Als Live-Video aus dem Keller unter der Residenztheater-Bühne erleben wir den Showdown von Lenglumé (Thomas Lettow) und Mistingue (Michael Wächter). Nach durchzechter Nacht und Filmriss sind sie nach einer Zeitungsschlagzeile überzeugt, dass sie einen Mord begangen haben und die Polizei ihnen bereits auf den Fersen.

Wie am Fließband produzierte Eugène Labiche im Paris des 19. Jahrhunderts Boulevardkomödien. „Die Affäre Rue de Lourcine“ ist sein wohl bekanntestes Stück und findet sich dank des perfekt abschnurrenden Plots bis heute regelmäßig auf den Spielplänen großer Häuser.

Für das Residenztheater hat in dieser Spielzeit András Dömötör die Edelboulevard-Farce inszeniert. Die beiden Hauptdarsteller spielen sich gekonnt die Bälle zu, tatsächlich scheinen alle Indizien gegen sie zu sprechen. Mit kleinen Slapstick-Einlagen wie dem langwierigen Versuch, eine Hose anzuziehen, reichern Lettow/Wächter den Plot an.

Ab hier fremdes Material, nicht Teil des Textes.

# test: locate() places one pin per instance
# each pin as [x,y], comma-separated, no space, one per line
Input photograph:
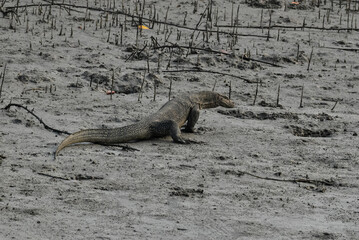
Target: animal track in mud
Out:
[273,116]
[305,132]
[260,116]
[189,192]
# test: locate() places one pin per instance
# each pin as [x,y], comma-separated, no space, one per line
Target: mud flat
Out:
[283,164]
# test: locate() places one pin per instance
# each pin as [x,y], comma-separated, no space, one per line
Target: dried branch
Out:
[330,182]
[138,17]
[209,71]
[218,52]
[40,120]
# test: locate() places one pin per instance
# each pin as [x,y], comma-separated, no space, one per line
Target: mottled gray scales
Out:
[165,122]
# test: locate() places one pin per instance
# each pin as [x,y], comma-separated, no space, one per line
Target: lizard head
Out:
[224,101]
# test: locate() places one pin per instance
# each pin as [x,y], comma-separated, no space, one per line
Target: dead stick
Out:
[32,113]
[278,95]
[256,93]
[310,59]
[301,97]
[300,180]
[209,71]
[2,76]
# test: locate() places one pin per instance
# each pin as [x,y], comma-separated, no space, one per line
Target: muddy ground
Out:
[280,165]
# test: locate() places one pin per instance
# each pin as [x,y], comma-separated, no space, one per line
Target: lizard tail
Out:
[107,136]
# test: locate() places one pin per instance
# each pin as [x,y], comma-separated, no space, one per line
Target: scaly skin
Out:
[166,121]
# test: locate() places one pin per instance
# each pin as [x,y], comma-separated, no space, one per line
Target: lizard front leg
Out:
[165,128]
[192,119]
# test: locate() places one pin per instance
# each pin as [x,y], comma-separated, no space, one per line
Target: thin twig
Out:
[209,71]
[33,114]
[330,182]
[215,51]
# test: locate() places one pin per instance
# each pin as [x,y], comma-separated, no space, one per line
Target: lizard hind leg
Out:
[192,119]
[165,128]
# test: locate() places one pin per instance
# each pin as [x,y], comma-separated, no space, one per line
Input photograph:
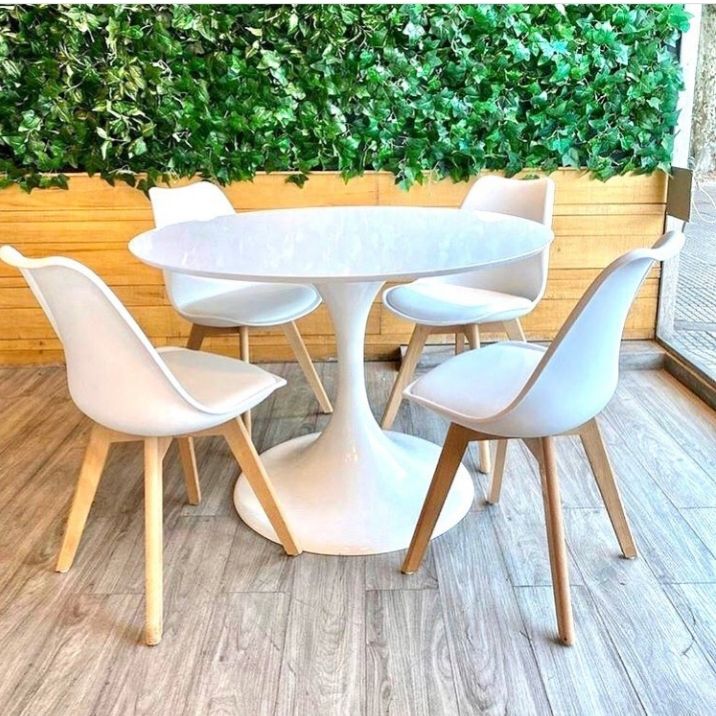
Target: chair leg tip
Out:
[152,637]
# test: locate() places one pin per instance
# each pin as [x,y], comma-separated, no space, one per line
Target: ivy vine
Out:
[224,92]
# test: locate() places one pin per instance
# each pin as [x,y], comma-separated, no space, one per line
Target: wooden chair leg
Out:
[604,476]
[245,355]
[485,464]
[309,370]
[245,453]
[191,473]
[472,332]
[196,337]
[450,459]
[555,540]
[153,547]
[514,331]
[493,496]
[90,473]
[407,368]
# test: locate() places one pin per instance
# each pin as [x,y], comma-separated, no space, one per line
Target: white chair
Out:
[134,392]
[518,390]
[219,306]
[460,303]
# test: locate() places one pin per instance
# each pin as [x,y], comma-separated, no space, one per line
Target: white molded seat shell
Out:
[442,304]
[117,377]
[216,302]
[493,293]
[519,390]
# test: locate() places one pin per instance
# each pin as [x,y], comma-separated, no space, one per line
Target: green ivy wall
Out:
[228,91]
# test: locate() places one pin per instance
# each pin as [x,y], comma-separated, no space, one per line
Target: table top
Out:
[358,243]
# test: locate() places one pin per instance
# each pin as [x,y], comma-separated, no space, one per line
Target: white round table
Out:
[353,488]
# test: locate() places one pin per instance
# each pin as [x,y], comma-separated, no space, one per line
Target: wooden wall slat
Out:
[92,222]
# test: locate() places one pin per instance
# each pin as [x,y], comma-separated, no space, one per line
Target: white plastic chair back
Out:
[527,199]
[578,374]
[115,375]
[196,202]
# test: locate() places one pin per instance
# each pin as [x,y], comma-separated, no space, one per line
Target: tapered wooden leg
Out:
[196,337]
[514,331]
[472,332]
[407,368]
[493,496]
[90,473]
[153,547]
[450,458]
[191,473]
[245,355]
[309,370]
[555,541]
[604,475]
[245,453]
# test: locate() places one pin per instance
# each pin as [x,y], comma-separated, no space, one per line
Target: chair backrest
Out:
[200,201]
[525,198]
[578,374]
[114,374]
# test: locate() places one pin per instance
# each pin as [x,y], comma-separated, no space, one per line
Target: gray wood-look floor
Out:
[250,631]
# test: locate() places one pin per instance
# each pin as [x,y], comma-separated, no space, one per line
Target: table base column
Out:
[337,504]
[353,489]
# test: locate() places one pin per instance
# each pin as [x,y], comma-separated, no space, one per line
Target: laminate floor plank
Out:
[241,656]
[323,667]
[697,605]
[494,666]
[680,413]
[669,672]
[250,630]
[409,670]
[518,521]
[91,631]
[679,476]
[666,540]
[573,685]
[703,522]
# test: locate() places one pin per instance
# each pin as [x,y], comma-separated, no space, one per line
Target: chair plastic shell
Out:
[222,302]
[200,201]
[115,375]
[577,376]
[525,279]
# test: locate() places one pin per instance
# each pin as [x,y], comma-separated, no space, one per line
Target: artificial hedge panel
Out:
[228,91]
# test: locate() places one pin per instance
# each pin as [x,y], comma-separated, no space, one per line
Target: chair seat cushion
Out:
[222,385]
[253,304]
[442,304]
[474,386]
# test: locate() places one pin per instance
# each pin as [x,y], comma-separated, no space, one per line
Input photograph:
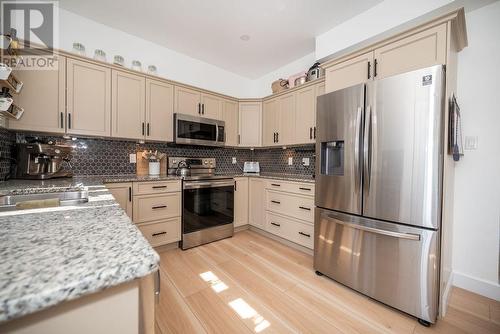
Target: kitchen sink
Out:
[66,198]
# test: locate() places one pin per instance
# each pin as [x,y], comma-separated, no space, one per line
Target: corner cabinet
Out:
[128,105]
[256,202]
[230,118]
[43,98]
[250,124]
[240,201]
[159,110]
[88,98]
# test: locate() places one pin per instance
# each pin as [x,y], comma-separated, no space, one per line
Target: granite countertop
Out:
[52,255]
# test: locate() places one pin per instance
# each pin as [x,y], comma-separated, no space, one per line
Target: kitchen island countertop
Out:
[52,255]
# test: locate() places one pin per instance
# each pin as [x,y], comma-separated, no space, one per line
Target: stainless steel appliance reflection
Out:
[207,202]
[378,189]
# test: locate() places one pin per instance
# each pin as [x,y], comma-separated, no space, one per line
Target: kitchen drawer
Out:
[159,187]
[155,207]
[291,187]
[303,234]
[296,206]
[279,226]
[162,232]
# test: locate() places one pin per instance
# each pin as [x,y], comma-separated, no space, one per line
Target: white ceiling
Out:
[280,30]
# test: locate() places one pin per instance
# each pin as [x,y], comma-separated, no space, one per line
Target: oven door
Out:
[198,130]
[207,204]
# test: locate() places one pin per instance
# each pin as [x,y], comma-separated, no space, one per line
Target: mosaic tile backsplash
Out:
[7,141]
[98,156]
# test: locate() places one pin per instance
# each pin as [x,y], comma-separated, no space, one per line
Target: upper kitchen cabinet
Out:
[250,124]
[286,120]
[230,118]
[349,73]
[187,101]
[270,126]
[159,110]
[128,105]
[211,106]
[43,99]
[423,49]
[305,118]
[88,98]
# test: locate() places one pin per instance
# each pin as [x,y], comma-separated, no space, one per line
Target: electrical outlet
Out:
[471,142]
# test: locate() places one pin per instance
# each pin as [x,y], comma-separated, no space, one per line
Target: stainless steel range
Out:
[207,201]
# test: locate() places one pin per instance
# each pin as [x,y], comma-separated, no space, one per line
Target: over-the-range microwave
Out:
[195,130]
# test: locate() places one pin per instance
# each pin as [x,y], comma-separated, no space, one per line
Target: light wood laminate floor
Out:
[252,284]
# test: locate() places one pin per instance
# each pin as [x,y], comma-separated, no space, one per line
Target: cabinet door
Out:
[88,98]
[128,105]
[305,115]
[122,192]
[250,124]
[270,122]
[187,101]
[43,99]
[241,201]
[159,110]
[349,73]
[421,50]
[256,202]
[230,117]
[286,120]
[211,106]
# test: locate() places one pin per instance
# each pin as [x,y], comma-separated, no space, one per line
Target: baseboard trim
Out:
[446,296]
[477,285]
[281,240]
[241,228]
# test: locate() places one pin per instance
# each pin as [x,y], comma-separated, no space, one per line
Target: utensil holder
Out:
[154,168]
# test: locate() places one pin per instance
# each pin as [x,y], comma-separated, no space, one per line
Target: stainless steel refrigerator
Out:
[378,189]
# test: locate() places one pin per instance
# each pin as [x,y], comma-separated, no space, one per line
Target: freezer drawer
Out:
[395,264]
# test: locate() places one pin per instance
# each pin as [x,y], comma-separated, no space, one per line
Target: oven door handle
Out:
[209,184]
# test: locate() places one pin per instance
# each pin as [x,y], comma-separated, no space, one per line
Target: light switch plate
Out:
[471,142]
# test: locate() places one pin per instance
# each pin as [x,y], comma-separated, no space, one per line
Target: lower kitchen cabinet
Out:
[122,192]
[256,197]
[155,207]
[289,211]
[241,201]
[162,232]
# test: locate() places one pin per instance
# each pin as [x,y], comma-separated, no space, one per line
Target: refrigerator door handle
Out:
[357,145]
[409,236]
[367,149]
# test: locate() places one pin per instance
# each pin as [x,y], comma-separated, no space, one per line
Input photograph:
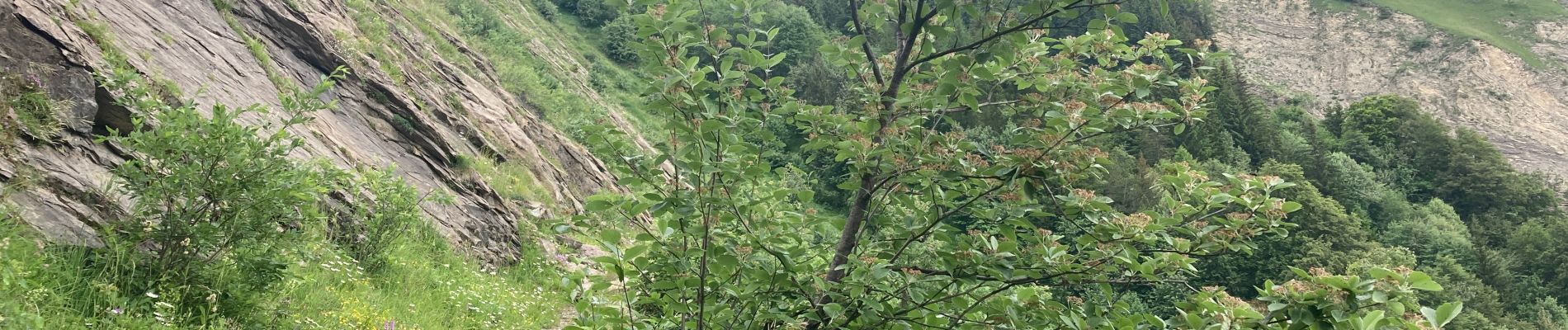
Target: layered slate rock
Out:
[421,125]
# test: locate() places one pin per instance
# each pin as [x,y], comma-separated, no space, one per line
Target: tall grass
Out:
[1505,24]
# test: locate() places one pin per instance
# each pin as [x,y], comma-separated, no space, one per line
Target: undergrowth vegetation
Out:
[27,110]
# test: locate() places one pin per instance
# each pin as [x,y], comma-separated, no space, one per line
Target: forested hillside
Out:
[734,165]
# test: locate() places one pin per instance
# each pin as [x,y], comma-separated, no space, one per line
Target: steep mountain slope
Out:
[1334,57]
[408,104]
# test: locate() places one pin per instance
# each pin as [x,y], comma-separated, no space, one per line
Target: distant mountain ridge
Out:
[1301,52]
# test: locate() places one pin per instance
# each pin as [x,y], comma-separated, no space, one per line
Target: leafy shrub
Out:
[383,210]
[620,40]
[546,8]
[592,13]
[215,202]
[1419,45]
[31,106]
[475,16]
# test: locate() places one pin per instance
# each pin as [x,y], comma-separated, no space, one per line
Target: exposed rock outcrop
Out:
[188,43]
[1338,57]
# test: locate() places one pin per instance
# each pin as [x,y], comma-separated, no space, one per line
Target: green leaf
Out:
[1426,285]
[611,237]
[1444,314]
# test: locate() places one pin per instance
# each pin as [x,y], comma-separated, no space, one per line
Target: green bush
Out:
[620,40]
[35,113]
[215,204]
[546,8]
[383,210]
[592,13]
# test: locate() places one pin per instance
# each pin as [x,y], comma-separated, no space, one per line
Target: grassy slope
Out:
[1487,21]
[428,285]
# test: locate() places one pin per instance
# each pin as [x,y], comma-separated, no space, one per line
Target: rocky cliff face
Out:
[421,120]
[1333,59]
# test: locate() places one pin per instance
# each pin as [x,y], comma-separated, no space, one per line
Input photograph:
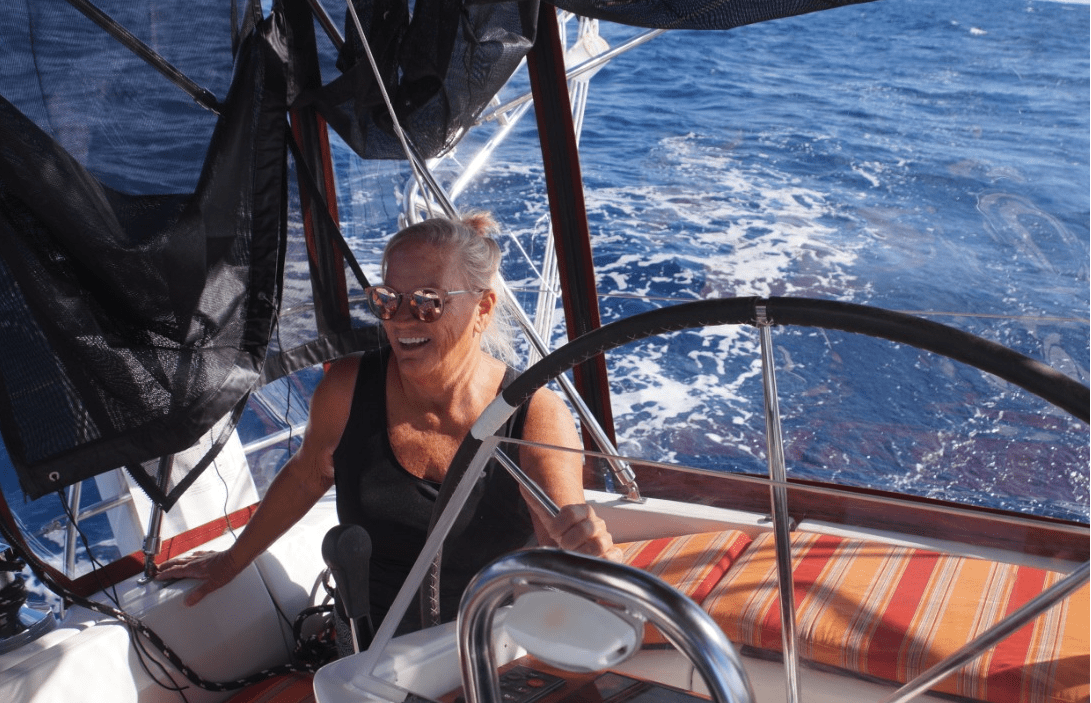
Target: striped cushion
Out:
[290,688]
[894,611]
[692,563]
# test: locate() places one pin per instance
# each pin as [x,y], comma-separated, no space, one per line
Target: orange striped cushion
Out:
[290,688]
[894,611]
[692,563]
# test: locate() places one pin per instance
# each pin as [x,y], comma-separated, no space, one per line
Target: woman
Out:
[385,426]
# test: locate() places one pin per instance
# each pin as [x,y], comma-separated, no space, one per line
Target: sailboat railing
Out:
[778,497]
[991,638]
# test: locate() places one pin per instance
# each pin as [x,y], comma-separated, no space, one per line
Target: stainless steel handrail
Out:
[778,490]
[680,619]
[987,640]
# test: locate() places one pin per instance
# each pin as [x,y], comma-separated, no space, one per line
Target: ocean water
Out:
[915,155]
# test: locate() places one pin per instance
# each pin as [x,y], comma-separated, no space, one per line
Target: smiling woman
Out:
[384,426]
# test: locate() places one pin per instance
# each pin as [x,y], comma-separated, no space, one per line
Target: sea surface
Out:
[918,155]
[924,156]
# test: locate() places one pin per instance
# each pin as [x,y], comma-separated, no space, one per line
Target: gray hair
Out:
[477,255]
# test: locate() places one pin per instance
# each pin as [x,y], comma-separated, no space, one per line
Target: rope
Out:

Lenglumés Frau Norine ist in der Dömötör-Inszenierung sehr damit beschäftigt, die Fassade zu wahren. In den Auseinandersetzungen mit der Haushälterin Justine (Barbara Horvath) muss sie sich immer wieder auf die Zunge beißen oder zurückrudern, wenn ihr wieder abwertende oder klassistische Formulierungen herausrutschten. Im Gorki-Stil tritt Mareike Beykirch am Ende aus ihrer Rolle: die Spieler*innen sprechen sich mit ihren echten Namen an, sie beklagt sich über das Frauenbild des Stücks und die Tatsache, dass ein Femizid im Zentrum einer Komödie steht. Für Horvaths Justine hat sich das Regie-Team einen Running-gag ausgedacht: zur Seite gesprochene bissige Bemerkungen auf Ungarisch werden per Übertitel fürs Publikum übersetzt, worauf Beykirchs Norine immer wieder ganz begeistert hinweist.

Mit diesen kleinen Zutaten und Ergänzungen wird der bewährte Klassiker in kompakten 80 Minuten serviert.